An internationalized program can display information differently throughout the world. For example, the program will display different messages in Paris, Tokyo, and New York. If the localization process has been fine-tuned, the program will display different messages in New York and London to account for the differences between American and British English. How does an internationalized program identify the appropriate language and region of its end users? Easy. It references a Locale
object.
A Locale
object is an identifier for a particular combination of language and region. If a class varies its behavior according to Locale
, it is said to be locale-sensitive. For example, the NumberFormat
class is locale-sensitive; the format of the number it returns depends on the Locale
. Thus NumberFormat
may return a number as 902 300 (France), or 902.300 (Germany), or 902,300 (United States). Locale
objects are only identifiers. The real work, such as formatting and detecting word boundaries, is performed by the methods of the locale-sensitive classes.
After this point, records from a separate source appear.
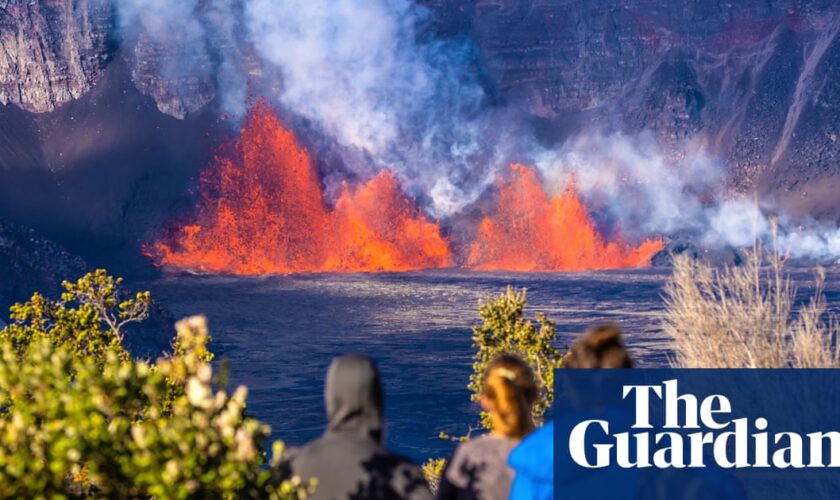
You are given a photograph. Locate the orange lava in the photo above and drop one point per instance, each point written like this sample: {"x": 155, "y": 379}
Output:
{"x": 532, "y": 231}
{"x": 262, "y": 211}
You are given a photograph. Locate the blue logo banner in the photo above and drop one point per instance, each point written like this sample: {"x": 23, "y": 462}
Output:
{"x": 697, "y": 434}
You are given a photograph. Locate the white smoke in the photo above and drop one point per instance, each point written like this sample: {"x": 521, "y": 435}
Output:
{"x": 356, "y": 68}
{"x": 392, "y": 96}
{"x": 197, "y": 41}
{"x": 631, "y": 179}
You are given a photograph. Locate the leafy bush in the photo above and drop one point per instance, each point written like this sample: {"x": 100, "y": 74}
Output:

The following sections explain how to work with Locale
objects:
When creating a Locale
object, you usually specify a language code and a country code. A third parameter, the variant, is optional.
Locale-sensitive classes support only certain Locale
definitions. This section shows you how to determine which Locale
definitions are supported.
On the Java platform you do not specify a global Locale
by setting an environment variable before running the application. Instead you either rely on the default Locale or assign a Locale
to each locale-sensitive object.
This section explains how to enable plug-in of locale-dependent data and services. These SPIs (Service Provider Interface) provides support of more locales in addition to the currently available locales.